Question

From 6 different novels and 3 different dictionaries, 4 novels, and 1 dictionary are to be selected and arranged in a row on a shelf so that the dictionary is always in the middle. Then the number of such arrangements is
A) Less than 500
B) At least 500 but less than 750
C) At least 750 but less than 1000
D) At least 1000

Answer 1

Hint:
To solve this problem we use the method of combination. A combination is a group that can be made by taking some or all of the number of given things at a time. Since we have 6 different novels and 3 dictionaries. We have to choose 4 novels and one dictionary. so first we have to calculate the number of ways dictionaries can choose and the number of ways novels can be chosen. After that, we have to calculate the total number of arrangements.

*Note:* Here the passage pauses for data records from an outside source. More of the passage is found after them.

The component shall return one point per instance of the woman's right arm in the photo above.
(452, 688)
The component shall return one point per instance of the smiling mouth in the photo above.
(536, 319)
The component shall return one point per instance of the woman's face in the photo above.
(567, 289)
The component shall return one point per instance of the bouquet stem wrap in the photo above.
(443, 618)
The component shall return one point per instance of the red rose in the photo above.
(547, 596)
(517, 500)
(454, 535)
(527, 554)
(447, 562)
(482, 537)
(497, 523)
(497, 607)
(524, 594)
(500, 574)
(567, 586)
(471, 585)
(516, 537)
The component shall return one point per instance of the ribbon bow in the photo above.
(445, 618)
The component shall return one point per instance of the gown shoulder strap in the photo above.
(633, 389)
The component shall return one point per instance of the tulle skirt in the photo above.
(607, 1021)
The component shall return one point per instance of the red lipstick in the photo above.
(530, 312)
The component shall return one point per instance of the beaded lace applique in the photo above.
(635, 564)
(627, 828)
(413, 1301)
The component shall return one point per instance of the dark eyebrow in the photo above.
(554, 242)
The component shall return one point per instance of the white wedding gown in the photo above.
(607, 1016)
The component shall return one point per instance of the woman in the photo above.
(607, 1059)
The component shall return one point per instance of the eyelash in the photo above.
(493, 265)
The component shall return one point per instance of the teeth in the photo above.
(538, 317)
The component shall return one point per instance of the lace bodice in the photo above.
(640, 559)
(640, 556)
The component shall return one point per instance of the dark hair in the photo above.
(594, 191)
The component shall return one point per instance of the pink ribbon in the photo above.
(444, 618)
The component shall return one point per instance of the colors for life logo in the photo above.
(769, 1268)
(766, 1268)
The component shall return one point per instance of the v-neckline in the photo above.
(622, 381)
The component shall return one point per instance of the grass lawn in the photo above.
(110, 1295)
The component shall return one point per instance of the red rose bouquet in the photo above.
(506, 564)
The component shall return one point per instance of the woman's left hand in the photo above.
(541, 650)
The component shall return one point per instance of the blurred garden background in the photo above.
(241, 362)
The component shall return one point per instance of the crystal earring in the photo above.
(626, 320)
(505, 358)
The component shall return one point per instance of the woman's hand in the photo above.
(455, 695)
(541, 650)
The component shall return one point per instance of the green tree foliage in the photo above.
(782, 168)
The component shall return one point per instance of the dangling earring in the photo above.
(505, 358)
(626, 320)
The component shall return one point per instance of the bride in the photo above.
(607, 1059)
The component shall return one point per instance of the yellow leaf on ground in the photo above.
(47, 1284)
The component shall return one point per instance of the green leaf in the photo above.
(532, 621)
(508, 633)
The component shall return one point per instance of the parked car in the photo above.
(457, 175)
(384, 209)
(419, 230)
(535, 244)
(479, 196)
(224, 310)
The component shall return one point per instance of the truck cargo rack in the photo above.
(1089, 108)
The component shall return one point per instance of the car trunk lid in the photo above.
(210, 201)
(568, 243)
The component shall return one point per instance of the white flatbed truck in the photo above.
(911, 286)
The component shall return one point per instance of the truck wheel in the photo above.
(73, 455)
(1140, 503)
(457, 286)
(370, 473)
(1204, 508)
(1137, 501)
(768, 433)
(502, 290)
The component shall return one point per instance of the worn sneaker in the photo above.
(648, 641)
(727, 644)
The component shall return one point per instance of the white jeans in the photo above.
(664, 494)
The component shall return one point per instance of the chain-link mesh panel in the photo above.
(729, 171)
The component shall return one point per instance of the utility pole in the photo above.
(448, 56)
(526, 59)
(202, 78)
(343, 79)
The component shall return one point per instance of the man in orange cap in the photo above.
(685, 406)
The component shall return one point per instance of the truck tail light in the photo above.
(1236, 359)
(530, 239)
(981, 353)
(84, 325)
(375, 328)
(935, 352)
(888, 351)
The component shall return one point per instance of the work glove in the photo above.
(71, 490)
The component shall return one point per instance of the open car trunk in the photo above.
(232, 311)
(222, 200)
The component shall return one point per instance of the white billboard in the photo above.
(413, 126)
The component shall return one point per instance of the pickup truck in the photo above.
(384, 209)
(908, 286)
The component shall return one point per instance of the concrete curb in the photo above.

Complete step by step solution:
Total number of novel s= 6
Number of dictionaries = 3
Now, we have to choose 4 novels from 6 novels
So the number of ways = $ ^6{C_4} $
We have to choose one dictionary from 3 dictionaries. The number of ways is $ ^3{C_1} $ .
Total number of ways in which 4 novels and one dictionary can be chosen = $ ^6{C_4} $ . $ ^3{C_1} $
Now, it is given that the arrangement dictionary is placed in the middle. So, we are left with four places In which we have to arrange the novels
\[\mathop \_\limits^ \downarrow ,\mathop \_\limits^ \downarrow ,\mathop \_\limits^D ,\mathop \_\limits^ \downarrow ,\mathop \_\limits^ \downarrow \]
Now the number of ways the four novels can be arranged in four places = $ 4! $ . Therefore total arrangements = total number of ways 4 novels and 1 dictionary is chosen × number of ways four novels can be arranged in four places
 $ { = ^6}{C_4}{ \times ^3}{C_1} \times 4! $
 $ = \dfrac{{6!}}{{4!(6 - 4)!}} \times \dfrac{{3!}}{{1!(3 - 1)!}} \times 4! $
 $ = \dfrac{{6 \times 5 \times 4!}}{{4! \times 2!}} \times \dfrac{{3!}}{{2!}} \times 4! $
 $ = \dfrac{{6 \times 5}}{2} \times \dfrac{{3 \times 2}}{2} \times 4 \times 3 \times 2 \times 1 $
15× 3× 4× 3× 2 = 1080
So, total number of arrangement = 1080

Hence, option (D) is correct.

Note:
 $ ^n{C_r} $ means the number of arrangements of n different things taken ‘r ‘ at a time.
Example – consider three letters a,b,c. The group of these three letters taken at a time is ab, bc, ca.
We concerted ac or ca in the same group as in a group we are concerned with the number of things contained.